#  >  > Living And Legal Affairs In Thailand >  >  > Farming & Gardening In Thailand >  >  Growing potatoes in Thailand

## Chittychangchang

I've tried growing potatoes in Thailand in the past unsuccessfully.

Due to the price here, which is stupidly high.


I planted about thirty pealing roots before i left last time with instructions for them to be watered every day, but they all failed.

Whether the ground was to hard or they stopped being watered, i don' know.

I've known Aussies grow them in old tyres stacked up in the past successfully in similar weather conditions.





Any tips on how to grow them here?

----------


## Necron99

Don't leave instructions with people who wont follow them.

Cassava grows, so spuds should be no problem.

----------


## ltnt

Did you let them sprout prior to planting?  Plant in mulch?

----------


## boloa

> Due to the price here, which is stupidly high.



I paid 33 Baht a Kilo at my local Tesco , I have seen as low as 29 ( month or so ago ) and sometimes they have a special offer of half price . Yes...a little more expensive compared with the UK if  you buy the big sacks of unwashed spuds but I would hardly call them *stupidly high priced* but if you look on the link below they are nearly on par with UK prices   :Smile: 

https://timetric.com/index/uk_price_..._white_per_kg/

----------


## thaimeme

> Don't leave instructions with people who wont follow them.
> 
> Cassava grows, so spuds should be no problem.


Cassava and potatoes aren't even of the same family and shouldn't be used in comparison. And cassava is native and born to tropical/sub-tropical conditions.

Spuds, of any nature, have always struggled to form success in the region because of the obvious climate as well as soil that is not conducive.

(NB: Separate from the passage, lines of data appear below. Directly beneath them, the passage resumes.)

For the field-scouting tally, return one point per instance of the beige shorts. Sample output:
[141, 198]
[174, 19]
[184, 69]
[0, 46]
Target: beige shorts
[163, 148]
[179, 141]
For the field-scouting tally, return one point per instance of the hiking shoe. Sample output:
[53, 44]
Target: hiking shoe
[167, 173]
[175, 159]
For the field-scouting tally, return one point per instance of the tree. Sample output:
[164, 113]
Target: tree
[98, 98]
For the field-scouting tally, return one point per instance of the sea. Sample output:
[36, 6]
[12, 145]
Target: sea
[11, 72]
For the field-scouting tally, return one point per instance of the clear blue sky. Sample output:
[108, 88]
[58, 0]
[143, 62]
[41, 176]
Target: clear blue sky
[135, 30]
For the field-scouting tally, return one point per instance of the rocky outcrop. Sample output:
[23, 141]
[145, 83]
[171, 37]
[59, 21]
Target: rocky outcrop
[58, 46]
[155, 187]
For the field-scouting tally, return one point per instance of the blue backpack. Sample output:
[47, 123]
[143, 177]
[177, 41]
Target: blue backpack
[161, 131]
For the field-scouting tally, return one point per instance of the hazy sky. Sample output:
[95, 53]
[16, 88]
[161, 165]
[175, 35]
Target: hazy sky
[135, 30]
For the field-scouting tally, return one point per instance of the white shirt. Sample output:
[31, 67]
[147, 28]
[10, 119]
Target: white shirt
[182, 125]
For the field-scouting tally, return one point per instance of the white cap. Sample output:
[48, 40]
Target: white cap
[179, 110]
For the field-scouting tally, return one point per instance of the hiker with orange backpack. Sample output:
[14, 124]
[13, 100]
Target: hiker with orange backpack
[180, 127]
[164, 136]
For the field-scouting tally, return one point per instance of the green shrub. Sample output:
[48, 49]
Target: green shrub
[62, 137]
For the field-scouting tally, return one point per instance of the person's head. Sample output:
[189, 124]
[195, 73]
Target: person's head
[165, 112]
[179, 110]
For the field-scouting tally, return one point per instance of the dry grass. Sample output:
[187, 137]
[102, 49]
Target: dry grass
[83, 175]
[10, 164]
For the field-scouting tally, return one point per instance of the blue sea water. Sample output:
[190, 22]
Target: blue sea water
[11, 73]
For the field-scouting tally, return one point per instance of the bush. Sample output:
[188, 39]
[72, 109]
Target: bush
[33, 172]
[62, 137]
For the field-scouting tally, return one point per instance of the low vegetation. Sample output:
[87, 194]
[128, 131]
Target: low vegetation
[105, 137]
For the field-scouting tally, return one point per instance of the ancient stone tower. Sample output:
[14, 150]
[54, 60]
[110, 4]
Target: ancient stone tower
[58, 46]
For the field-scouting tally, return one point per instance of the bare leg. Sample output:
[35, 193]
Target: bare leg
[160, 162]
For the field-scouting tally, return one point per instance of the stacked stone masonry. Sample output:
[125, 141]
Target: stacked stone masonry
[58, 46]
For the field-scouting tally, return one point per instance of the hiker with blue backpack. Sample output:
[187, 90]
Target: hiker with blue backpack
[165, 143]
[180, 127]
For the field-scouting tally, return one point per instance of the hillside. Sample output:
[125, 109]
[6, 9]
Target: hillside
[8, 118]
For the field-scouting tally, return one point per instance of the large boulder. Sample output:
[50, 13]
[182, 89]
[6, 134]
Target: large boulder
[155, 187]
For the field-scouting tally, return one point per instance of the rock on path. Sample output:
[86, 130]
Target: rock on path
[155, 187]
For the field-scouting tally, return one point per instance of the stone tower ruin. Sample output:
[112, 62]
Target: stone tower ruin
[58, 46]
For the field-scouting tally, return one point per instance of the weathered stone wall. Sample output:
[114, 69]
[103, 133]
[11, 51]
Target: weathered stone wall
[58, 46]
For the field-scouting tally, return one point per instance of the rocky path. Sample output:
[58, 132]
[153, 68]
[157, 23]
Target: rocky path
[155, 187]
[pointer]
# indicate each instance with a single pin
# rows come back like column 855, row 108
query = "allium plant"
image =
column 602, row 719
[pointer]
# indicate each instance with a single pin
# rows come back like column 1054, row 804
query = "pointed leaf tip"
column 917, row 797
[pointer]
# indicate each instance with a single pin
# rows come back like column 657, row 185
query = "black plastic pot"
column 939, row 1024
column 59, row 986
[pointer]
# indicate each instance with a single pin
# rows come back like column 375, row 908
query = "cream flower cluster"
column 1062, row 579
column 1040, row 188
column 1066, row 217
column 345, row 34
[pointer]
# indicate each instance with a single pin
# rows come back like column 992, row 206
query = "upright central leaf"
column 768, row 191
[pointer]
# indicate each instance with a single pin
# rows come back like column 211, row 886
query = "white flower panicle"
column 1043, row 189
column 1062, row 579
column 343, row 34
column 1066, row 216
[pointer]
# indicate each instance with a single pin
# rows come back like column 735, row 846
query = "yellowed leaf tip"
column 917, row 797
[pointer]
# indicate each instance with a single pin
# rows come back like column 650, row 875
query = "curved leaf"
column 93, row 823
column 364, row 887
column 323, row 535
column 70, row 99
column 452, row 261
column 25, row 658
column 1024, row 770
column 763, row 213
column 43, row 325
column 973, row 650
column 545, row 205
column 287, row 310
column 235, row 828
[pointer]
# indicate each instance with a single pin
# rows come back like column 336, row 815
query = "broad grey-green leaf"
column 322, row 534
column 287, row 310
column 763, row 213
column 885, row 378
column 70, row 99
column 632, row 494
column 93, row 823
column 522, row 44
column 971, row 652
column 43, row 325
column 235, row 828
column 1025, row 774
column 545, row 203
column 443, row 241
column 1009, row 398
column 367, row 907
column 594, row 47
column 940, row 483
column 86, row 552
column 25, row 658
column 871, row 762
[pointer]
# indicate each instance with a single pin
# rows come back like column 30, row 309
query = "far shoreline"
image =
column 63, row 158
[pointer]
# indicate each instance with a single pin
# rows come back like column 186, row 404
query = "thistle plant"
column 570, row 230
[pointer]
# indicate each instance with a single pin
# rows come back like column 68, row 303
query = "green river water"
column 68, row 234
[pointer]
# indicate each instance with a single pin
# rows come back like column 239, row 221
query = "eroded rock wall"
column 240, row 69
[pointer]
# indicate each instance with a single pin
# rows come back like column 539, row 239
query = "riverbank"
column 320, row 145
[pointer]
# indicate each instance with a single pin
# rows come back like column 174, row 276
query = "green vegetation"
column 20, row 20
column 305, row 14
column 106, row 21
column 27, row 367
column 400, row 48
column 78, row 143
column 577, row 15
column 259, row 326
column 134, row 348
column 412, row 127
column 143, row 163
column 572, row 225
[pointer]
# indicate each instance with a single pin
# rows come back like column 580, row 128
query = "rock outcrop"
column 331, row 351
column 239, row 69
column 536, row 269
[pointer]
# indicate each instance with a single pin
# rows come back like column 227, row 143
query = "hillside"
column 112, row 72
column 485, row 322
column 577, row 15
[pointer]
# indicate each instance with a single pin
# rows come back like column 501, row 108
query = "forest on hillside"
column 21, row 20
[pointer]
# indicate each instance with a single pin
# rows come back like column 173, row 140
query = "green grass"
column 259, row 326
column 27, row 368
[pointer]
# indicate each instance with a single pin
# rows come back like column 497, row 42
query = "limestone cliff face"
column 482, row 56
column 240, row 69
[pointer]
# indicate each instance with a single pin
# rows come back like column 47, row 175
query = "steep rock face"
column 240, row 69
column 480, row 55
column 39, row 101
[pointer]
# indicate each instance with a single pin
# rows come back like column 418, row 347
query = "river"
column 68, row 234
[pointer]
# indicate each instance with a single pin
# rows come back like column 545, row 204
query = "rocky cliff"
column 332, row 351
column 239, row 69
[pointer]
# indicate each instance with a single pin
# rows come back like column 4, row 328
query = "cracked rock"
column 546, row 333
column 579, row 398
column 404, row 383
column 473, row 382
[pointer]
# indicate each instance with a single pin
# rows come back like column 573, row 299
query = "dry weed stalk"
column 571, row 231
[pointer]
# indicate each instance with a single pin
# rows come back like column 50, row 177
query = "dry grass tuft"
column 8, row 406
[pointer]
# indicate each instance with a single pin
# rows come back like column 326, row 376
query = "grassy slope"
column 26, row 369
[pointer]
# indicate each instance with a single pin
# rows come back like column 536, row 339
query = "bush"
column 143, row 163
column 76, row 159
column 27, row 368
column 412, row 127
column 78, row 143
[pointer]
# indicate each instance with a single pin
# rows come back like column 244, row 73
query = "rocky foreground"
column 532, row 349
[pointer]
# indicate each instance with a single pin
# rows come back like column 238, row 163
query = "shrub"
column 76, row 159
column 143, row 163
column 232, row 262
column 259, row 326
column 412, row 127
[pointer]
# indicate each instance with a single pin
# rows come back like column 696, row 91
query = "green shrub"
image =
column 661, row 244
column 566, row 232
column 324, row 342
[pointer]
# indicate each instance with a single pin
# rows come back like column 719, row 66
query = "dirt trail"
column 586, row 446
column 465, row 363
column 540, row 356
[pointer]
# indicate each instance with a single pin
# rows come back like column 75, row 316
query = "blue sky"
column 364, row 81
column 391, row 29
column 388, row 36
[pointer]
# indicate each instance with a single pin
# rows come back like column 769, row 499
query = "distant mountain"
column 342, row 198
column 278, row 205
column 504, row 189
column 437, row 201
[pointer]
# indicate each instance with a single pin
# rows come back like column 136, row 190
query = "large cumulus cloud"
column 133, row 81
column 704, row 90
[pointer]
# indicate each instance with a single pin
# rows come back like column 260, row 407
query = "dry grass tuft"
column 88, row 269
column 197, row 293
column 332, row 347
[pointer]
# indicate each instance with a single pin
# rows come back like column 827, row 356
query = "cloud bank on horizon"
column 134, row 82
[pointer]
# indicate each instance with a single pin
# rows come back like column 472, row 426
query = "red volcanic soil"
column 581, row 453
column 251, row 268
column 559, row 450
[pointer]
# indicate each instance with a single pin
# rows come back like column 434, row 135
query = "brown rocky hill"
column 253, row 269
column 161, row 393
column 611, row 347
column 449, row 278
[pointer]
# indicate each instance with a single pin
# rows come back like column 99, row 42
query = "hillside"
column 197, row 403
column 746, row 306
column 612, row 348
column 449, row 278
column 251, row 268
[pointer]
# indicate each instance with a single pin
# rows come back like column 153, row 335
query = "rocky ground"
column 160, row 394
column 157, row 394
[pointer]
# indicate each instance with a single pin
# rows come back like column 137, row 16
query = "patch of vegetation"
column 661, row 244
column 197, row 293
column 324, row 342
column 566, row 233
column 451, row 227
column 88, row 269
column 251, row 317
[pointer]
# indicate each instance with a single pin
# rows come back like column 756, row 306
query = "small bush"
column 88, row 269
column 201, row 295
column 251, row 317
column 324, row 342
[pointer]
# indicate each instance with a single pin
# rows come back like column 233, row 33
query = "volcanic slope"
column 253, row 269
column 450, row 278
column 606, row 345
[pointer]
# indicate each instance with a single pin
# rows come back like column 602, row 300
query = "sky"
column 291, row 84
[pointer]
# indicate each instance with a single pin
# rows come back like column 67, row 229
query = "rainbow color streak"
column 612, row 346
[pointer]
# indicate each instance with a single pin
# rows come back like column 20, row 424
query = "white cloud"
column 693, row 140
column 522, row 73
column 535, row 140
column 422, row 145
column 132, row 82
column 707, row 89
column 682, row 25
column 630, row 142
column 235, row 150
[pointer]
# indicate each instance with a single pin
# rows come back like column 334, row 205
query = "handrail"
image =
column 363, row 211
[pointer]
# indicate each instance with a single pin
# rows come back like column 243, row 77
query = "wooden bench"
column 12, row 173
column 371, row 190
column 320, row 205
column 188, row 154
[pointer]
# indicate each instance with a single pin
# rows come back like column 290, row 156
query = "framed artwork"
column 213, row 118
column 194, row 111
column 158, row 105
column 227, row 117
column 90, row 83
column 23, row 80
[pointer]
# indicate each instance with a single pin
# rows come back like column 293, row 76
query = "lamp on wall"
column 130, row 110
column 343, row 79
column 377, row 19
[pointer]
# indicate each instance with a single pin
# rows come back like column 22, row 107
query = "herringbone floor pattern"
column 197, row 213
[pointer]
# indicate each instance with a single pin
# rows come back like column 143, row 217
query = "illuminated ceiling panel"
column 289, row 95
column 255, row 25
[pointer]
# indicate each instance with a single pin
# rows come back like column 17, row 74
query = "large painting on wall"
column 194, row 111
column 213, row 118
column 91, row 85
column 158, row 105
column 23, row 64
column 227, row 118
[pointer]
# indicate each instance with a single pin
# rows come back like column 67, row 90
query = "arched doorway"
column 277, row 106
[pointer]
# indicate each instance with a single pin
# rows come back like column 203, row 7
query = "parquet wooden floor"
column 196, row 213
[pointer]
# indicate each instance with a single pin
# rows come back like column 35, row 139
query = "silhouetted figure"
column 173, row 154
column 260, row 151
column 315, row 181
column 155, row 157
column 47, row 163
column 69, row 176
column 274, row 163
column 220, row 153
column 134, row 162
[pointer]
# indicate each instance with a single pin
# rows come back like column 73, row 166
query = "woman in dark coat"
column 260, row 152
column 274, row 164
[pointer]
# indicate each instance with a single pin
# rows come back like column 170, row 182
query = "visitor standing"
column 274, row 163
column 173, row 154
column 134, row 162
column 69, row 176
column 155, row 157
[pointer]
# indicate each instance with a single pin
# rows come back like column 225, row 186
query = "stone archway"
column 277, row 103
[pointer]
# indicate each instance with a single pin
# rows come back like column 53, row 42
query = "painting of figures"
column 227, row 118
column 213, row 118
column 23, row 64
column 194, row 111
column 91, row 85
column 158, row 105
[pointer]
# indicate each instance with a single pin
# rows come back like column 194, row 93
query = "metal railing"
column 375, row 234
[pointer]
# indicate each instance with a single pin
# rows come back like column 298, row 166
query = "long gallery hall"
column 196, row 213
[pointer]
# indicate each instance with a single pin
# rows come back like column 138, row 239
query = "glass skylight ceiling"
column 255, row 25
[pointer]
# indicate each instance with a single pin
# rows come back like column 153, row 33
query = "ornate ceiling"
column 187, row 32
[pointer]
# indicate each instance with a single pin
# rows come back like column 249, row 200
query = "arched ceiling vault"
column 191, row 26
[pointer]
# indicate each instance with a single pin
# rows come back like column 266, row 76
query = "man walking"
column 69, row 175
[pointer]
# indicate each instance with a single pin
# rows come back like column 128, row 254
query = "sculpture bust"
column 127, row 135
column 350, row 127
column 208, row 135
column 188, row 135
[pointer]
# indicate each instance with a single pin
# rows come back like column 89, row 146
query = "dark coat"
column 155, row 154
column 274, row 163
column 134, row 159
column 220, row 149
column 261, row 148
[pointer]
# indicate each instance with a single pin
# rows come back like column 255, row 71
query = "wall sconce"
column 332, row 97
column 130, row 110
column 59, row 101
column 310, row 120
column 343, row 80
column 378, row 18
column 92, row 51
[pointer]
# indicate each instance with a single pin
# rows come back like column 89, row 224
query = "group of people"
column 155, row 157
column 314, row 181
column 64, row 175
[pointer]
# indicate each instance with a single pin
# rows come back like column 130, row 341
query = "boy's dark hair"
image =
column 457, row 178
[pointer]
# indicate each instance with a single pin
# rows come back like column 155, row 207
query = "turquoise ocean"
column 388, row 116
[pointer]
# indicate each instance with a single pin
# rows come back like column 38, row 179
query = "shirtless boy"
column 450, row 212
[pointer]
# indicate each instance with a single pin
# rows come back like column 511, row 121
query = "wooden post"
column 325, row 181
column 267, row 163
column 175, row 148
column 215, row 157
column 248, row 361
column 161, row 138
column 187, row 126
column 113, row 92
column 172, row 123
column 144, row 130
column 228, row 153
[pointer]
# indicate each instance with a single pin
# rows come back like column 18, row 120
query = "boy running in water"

It can be done, but the extended effort one needs to apply isn't really worth it for the small yield.

Find another starch. Or, if one truly has a hard on for potatoes, fuck off and go reside where they fare well.

----------


## misskit

Potatoes are grown around here when the farmers aren't growing rice. They are big ones too, grown for Lays to make chips. The potatoes that don't make the Lays size standard are sold cheap in the local market. 

I've tried the tire stack method of growing potatoes in Japan but not in Thailand. It worked well and is much easier than digging potatoes.


On the subject of potatoes. I've just learned to make a baked potato in my slow cooker. Just wrap in tin foil and cook on high for two hours. Beats heating the big oven (and the kitchen) up for one or two spuds.

----------


## Necron99

> Originally Posted by Necron99
> 
> 
> Don't leave instructions with people who wont follow them.
> 
> Cassava grows, so spuds should be no problem.
> 
> 
> Cassava and potatoes aren't even of the same family and shouldn't be used in comparison. And cassava is native and born to tropical/sub-tropical conditions.
> ...




All the Northern Thai spud farmers are disheartened at your negativity.

----------


## boloa

> Originally Posted by thaimeme
> 
> 
> 
> 
> 
> 
> 
>  Originally Posted by Necron99
> ...


Especially the one's that now walk backwards  :Smile: 

In a Land of Rice, a Potato Crop Blossoms | Grow ? Wisconsin's Magazine for the Life Sciences

----------


## nigelandjan

I have also tried and failed 

Did yo use proper seed potatoes mate to give them they're best chance ?

----------


## Iceman123

^
Remember the diet, stop thinking about tatties.

----------


## thaimeme

> ^
> Remember the diet, stop thinking about tatties.


It's written in his DNA....

----------


## boloa

> ^
> Remember the diet, stop thinking about tatties.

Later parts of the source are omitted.